I think that would require the >50% attacker to be >50% forever. But let me concede it may have a problem. I want to turn it around and say “a proper FTL enforces a PTL on every block”. A miner who refuses to mine on top of a timestamp 7200 into the future of his own timestamp is just enforcing the FTL. If all nodes not only enforce the FTL but require every miner to have also enforced it, it would indirectly implement a PTL. Not enforcing it like this means nodes are knowingly allowing a dishonest block.
I called the sweeping consensus changes “better” only in a theoretical sense and said they were the most dangerous (due to being sweeping changes) and thereby hardest to implement. I wanted to discuss the tangents because that’s what’s interesting to me. Thinking about it is why I suspected there was a hack. It’s similar to wanting a PTL on every block. I wasn’t able give a reason to push it except it’s “prettier”. It was annoying that I couldn’t find a justification. Seeing a “properly-enforced FTL” = PTL is like pulling out a thorn.
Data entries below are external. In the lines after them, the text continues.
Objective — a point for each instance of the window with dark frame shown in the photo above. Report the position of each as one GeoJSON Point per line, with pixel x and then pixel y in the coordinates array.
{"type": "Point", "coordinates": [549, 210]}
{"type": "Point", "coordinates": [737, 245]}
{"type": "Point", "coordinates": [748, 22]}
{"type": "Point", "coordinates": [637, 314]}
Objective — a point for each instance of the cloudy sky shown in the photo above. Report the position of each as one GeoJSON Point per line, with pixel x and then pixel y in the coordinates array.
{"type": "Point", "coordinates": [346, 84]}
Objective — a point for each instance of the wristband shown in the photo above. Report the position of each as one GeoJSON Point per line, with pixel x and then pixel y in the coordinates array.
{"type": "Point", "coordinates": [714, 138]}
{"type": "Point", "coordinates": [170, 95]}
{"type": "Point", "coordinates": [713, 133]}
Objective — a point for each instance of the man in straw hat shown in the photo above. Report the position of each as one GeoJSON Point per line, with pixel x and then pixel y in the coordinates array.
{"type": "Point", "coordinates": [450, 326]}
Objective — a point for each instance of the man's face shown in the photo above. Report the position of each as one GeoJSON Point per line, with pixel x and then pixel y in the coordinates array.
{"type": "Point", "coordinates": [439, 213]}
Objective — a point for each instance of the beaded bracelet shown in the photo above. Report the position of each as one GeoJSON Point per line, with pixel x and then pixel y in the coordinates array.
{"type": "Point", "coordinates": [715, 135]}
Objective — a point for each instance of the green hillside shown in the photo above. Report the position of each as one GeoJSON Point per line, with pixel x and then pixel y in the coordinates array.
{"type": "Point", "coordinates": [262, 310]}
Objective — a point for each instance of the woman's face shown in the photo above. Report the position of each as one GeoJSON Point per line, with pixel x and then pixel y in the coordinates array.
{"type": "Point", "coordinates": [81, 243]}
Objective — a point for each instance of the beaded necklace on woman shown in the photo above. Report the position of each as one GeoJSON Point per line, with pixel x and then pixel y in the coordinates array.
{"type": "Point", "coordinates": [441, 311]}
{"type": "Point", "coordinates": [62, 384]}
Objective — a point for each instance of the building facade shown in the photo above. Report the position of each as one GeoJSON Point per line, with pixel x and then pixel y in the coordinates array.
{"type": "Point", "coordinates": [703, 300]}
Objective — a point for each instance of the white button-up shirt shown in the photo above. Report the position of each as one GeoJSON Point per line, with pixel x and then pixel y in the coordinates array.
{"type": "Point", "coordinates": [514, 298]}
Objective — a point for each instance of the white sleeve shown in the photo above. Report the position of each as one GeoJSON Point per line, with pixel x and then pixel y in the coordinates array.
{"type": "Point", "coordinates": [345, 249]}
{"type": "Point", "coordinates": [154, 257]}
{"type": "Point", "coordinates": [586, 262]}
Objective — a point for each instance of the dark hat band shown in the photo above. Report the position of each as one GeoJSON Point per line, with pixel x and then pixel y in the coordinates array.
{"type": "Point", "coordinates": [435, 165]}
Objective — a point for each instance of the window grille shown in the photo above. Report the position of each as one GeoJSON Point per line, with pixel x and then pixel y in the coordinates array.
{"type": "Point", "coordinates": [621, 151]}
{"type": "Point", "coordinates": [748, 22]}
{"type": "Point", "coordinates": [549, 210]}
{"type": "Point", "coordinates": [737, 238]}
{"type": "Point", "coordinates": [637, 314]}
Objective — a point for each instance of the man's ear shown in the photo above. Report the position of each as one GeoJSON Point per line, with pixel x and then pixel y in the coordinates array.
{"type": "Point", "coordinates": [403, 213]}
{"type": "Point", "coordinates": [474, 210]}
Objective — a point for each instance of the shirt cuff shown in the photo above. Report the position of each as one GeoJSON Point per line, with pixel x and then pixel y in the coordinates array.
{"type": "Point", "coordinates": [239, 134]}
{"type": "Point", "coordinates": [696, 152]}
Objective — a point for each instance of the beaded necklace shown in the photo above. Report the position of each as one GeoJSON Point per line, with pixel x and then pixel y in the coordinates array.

I’ve always felt there was something unsatisfyingly “open-ended” about the way miners enforce the FTL. “His timestamp is wrong” isn’t as satisfying as “His timestamp won’t let me be honest.”
All future nodes would know someone had been dishonest if any ancestor timestamps were > 2 hr in the future of any descendants, which would be a stricter and more logical form of the FTL that could remove the need for the MTP. But I’m not saying that as a recommendation.